The AI Trade Went Global in H1 2026 — and Asia Is Carrying It
Korea, Taiwan and Japan powered the first half's market gains as the AI trade broadened beyond Silicon Valley. The question for H2: is Asia's leadership durable, or dangerously concentrated?
Six months ago, the AI trade was still shorthand for a handful of US mega-caps. At the halfway mark of 2026, the picture looks fundamentally different: the biggest beneficiaries of the AI boom this year have been in Seoul, Taipei and Tokyo. Fund managers now describe it as "the AI trade gone global" — and Asia is doing the heavy lifting.
What Actually Happened
The first half's market story was written in Asian hardware. South Korea's KOSPI ranked among the world's best-performing major indices, driven by Samsung Electronics and SK Hynix's dominance of high-bandwidth memory. Taiwan rode TSMC, which manufactures essentially every advanced AI accelerator on earth. Japan's rally drew record foreign inflows — some $60 billion into Japanese stocks — as investors bought the country's materials, precision equipment and robotics exposure as an AI infrastructure play.

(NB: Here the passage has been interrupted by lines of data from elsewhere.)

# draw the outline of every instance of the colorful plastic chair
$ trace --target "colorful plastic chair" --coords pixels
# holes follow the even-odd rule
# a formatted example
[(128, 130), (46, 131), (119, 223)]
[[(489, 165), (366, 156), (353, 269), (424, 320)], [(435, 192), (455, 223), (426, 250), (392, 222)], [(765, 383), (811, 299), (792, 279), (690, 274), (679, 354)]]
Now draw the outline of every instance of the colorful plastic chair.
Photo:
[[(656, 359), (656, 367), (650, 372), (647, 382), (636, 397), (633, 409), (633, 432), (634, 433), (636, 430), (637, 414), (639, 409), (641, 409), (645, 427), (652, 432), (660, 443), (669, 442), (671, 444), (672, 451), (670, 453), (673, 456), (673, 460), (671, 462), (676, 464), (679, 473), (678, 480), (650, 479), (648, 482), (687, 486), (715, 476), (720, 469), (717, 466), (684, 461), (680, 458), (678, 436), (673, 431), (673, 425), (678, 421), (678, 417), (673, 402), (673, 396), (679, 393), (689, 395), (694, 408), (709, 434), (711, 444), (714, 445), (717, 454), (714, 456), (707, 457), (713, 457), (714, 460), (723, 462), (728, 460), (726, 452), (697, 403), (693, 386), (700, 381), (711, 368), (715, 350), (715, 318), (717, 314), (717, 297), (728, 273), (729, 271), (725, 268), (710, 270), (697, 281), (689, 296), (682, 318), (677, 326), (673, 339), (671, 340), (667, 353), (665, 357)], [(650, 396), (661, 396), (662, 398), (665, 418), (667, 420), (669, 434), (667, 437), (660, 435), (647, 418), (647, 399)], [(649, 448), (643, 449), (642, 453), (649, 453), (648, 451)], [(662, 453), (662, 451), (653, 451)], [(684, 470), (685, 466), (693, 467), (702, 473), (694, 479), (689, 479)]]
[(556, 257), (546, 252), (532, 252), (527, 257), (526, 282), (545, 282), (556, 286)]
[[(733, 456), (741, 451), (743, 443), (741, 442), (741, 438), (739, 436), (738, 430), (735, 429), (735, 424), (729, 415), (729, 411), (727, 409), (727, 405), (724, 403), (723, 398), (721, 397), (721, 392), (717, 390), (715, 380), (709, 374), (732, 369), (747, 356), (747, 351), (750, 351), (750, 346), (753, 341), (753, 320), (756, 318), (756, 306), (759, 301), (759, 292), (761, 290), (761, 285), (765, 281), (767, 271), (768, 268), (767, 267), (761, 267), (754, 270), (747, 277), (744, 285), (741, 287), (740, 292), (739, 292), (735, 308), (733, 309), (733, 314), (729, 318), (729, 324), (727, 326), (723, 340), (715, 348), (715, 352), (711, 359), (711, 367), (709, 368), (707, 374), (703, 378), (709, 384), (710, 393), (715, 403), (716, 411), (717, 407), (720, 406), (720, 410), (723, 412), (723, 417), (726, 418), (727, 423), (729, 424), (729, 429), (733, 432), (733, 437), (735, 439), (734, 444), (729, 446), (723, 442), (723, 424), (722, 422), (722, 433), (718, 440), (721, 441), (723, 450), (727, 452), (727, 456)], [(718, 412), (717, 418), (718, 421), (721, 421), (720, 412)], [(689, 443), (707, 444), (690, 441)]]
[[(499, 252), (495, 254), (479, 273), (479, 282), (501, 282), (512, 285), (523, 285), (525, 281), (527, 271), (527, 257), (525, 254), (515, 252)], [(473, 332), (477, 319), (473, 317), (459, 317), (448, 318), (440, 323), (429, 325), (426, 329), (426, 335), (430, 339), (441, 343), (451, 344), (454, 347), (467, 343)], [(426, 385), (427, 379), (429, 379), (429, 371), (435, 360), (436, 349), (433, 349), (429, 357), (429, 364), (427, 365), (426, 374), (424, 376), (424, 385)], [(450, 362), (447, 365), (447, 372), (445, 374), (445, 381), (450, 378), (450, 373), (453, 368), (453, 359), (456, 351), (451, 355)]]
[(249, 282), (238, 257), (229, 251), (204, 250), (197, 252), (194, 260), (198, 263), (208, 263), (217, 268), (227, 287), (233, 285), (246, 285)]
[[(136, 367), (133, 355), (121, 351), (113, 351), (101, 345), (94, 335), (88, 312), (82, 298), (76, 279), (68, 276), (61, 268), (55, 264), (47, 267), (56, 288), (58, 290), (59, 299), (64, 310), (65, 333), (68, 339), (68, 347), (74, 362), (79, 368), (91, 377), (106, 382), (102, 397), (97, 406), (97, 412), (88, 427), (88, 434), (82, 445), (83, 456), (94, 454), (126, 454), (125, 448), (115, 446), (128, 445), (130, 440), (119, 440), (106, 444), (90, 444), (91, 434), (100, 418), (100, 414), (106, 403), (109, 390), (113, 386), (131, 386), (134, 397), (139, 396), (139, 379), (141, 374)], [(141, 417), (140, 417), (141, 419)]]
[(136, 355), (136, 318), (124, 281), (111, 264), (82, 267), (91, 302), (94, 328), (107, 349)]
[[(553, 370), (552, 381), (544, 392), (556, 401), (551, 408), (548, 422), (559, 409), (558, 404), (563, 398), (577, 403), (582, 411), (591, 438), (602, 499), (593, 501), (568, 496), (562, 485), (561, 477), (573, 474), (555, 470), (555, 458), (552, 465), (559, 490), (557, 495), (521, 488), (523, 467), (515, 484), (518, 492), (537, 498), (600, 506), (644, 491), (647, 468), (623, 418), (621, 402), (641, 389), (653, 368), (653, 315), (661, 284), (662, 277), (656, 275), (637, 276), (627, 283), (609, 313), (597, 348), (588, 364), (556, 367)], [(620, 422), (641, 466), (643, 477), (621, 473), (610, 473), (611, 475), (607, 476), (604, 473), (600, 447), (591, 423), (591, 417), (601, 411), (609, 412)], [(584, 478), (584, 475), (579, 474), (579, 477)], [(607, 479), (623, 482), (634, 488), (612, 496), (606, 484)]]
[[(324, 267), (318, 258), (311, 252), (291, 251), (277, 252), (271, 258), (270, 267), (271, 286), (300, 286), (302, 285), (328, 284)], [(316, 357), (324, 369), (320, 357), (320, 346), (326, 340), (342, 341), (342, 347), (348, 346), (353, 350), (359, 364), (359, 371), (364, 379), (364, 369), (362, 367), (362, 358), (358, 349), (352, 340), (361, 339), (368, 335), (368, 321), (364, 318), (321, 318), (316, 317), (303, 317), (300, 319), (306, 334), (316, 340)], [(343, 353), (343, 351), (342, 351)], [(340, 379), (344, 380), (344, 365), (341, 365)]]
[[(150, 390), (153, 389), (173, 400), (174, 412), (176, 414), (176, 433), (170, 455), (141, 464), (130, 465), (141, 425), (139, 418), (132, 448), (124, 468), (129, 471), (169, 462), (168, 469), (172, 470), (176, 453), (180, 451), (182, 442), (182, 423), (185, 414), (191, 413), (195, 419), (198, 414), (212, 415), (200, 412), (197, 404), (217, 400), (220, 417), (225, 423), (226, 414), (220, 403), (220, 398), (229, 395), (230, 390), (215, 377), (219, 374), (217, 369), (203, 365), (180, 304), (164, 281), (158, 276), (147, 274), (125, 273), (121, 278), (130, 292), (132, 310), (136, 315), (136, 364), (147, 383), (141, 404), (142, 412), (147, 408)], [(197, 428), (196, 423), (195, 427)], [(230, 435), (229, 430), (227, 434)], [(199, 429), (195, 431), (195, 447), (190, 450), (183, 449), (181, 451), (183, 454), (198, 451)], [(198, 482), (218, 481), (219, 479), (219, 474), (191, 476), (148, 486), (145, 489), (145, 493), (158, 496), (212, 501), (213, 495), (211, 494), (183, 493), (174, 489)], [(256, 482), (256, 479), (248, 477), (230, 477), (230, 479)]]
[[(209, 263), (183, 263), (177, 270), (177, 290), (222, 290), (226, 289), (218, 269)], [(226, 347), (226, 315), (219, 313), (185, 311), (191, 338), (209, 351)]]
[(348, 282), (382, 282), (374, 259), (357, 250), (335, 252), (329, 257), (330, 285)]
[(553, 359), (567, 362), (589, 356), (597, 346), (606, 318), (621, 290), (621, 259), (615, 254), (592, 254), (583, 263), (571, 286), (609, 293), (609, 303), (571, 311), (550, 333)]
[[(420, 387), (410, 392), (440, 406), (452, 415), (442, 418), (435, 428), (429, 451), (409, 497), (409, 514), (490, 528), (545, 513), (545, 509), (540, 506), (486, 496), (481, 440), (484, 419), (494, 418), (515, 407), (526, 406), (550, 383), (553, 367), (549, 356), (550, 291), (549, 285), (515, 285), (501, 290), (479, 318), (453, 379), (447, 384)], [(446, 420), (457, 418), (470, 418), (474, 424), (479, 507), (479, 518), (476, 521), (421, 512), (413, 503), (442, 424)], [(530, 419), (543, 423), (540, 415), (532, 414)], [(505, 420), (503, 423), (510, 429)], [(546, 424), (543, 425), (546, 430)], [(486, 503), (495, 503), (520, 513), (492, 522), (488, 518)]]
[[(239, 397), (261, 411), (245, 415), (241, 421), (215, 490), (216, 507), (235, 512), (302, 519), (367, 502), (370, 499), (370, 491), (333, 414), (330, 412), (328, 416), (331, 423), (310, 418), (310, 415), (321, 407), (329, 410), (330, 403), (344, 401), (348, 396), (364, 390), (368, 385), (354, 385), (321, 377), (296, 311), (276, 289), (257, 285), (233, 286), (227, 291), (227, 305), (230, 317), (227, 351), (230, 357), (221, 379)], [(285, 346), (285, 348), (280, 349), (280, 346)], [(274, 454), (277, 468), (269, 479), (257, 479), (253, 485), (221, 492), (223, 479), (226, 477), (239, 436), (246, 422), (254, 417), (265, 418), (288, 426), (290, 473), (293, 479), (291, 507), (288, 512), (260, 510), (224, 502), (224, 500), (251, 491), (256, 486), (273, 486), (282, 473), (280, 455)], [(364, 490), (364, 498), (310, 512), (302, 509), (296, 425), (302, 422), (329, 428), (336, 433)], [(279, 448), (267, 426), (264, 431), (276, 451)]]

The logic is straightforward: whatever happens in the model race, the compute buildout runs through Asia. Taiwan makes the chips, Korea makes the memory, Japan makes the tools and materials. US hyperscaler capex, Middle Eastern sovereign money and now Asia's own trillion-dollar national programs — Korea's $518 billion chip expansion, Japan's sovereign AI push, India's data center corridors — all converge on the same suppliers.
The Concentration Problem
The uncomfortable subtext is concentration. In each market, the AI trade runs through a very small number of names: two memory makers in Korea, one foundry in Taiwan, a narrow band of equipment and materials firms in Japan. Analysts have spent the past month warning that this concentration leaves the region's indices exposed to sharp corrections if AI sentiment wobbles.
The first half provided a live demonstration. Korean equities suffered a circuit-breaker selloff during the spring AI scare, then rebounded 5.8 percent in a single session on July 3 when weak US jobs data revived rate-cut hopes. These are not the dynamics of a mature bull market; they are the dynamics of a crowded trade with no obvious alternative.
The Bull Case for Durability
What separates this from past cycles is that Asia is no longer just the supplier — it is becoming the customer. China's embodied AI program is industrializing humanoid robotics at national scale. Korea and Japan are building sovereign compute measured in gigawatts. India's AI adoption curve is the steepest of any large economy. Regional AI demand is starting to generate revenue that does not depend on Silicon Valley's capex mood.
The structural argument, made by everyone from State Street to the World Economic Forum, is that Asia-Pacific could lead the next phase of AI entirely: it has the manufacturing base for physical AI, the population scale for deployment, and governments willing to spend like it is an arms race — because it is.
What to Watch in H2
Three things will determine whether Asia's AI leadership survives the second half. First, memory pricing: HBM supply agreements lock in next year's economics for Korea's giants. Second, the won's new 24-hour trading regime, which begins today and will transmit global AI sentiment into Korean assets in real time. Third, whether China's humanoid shipment targets — 50,000 units this year — turn embodied AI from a story into an earnings line.
The AI trade went global in the first half. In the second, it has to prove it went durable.